We’ve been huge fans of the Bar-à-vins [sadly now defunct] in the Moritz beer factory since before it opened last September. Yes, that’s right, Barcelona’s best wine bar (together with Monvínic) is by a beer company (and yes, their official “website” is their google profile). And as if they needed to add to their awesomeness, earlier this month they started a weekly rendez-vous with some of the most interesting Catalan and Spanish winemakers every Monday evening.

The first one started strong with super-couple Sara Pérez and René Barbier presenting different wines they produce both in the DOQ Priorat and DO Montsant under different brands. Somehow we missed the last two events (probably on a writing binge), but made it to last night's rendez-vous with Telmo Rodríguez. He’s a really interesting fellow who’s making very personal wines in nearly a dozen different regions all over Spain, most of which he exports. Although in recent years he’s made quite a name for himself internationally with his terroir-driven Rioja wines, the first wine of his we tasted over a decade ago was the Mountain Wine he makes in Málaga, southern Spain. It’s a gorgeous dessert Muscat that, despite having tried many delicious Empordà dessert Muscats, is simply beyond compare.

The wines we tasted yesterday were just a small sample of Telmo’s large portfolio: the Gaba do Xila Godello from Valdeorras in Galicia; Lanzaga from Rioja; Gago from Toro; and M2 de Matallana, a Tinto Fino from Ribera de Duero.

Telmo talked a great deal and very passionately about wine, and not only about these four wines but about his general philosophy. He’s a firm believer in the locale, or terroir, above anything else. So for the last 25 years he’s been seeking out unique properties around Spain where vineyards had traditionally been grown, to make wines that show the personality of the place they come from. It’s Rioja in particular, where he thinks wineries have been focusing for too long on the winemaking process itself, on “barrel talk” and types of equipment as opposed to where their grapes come from. Apparently he’s had quite a few problems with the DO bodies over that thinking, as they only allow wine labels to mention where the winery is located and things like the barrel-aging regiment (crianza, reserva, gran reserva, etc) but not the specific origin of the grapes or the estate. He compared the Spanish focus on grape varietals and aging to define wines to that of France (where he studied enology), where a wine is simply “a Burgundy” or “a Bordeaux” as opposed to a Chardonnay, a Pinot, or a Reserva.

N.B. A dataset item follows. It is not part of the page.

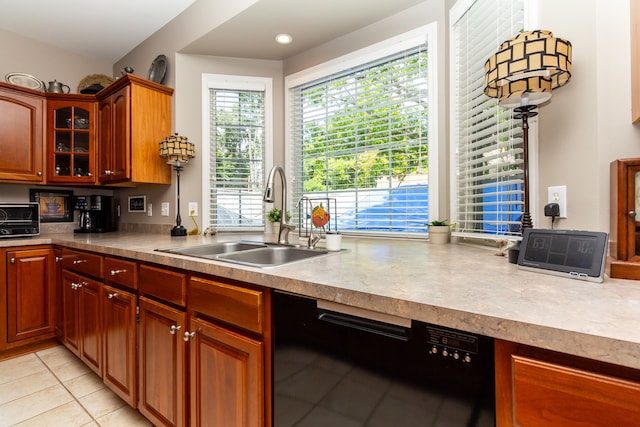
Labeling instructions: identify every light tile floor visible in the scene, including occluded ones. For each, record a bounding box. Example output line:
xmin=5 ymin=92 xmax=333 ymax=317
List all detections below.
xmin=0 ymin=345 xmax=151 ymax=427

But all that doesn’t mean Telmo is not interested in the different types of grapes–quite the contrary. He’s been working tirelessly to reach the full potential of local grapes and to recuperate almost extinct varietals in some areas. As you might have guessed, he’s not a big fan of the internationalization of wine – that is, the homogenization of wine. And because of that he’s not a fan of large industrial wineries, either. He said a lot of people ask him if his Rioja wines are more classic in style, like those wines from the 1960s or more modern. He didn’t know what to say, as he thinks the real distinction is between industrial wineries that only seek cost-effectiveness and craft winemakers who seek the unique personalities of each vineyard. In that regard, he said that wine requires time. The key ingredient to make excellent wine, he said, is not money, a certain equipment, a certain grape or the best consultants in the world. It’s time to understand your vineyard, which takes years and often decades. He said he only started to grasp what he could do in a certain area after 15 years of working there.

As to the overall tastes of the wines, they were wonderfully balanced and full of character. Each bottle lived up to all of his claims and while completely refined and articulated, they still allowed plenty of breathing room to have a unique character unto themselves. They will merit a more in depth tasting at a later date.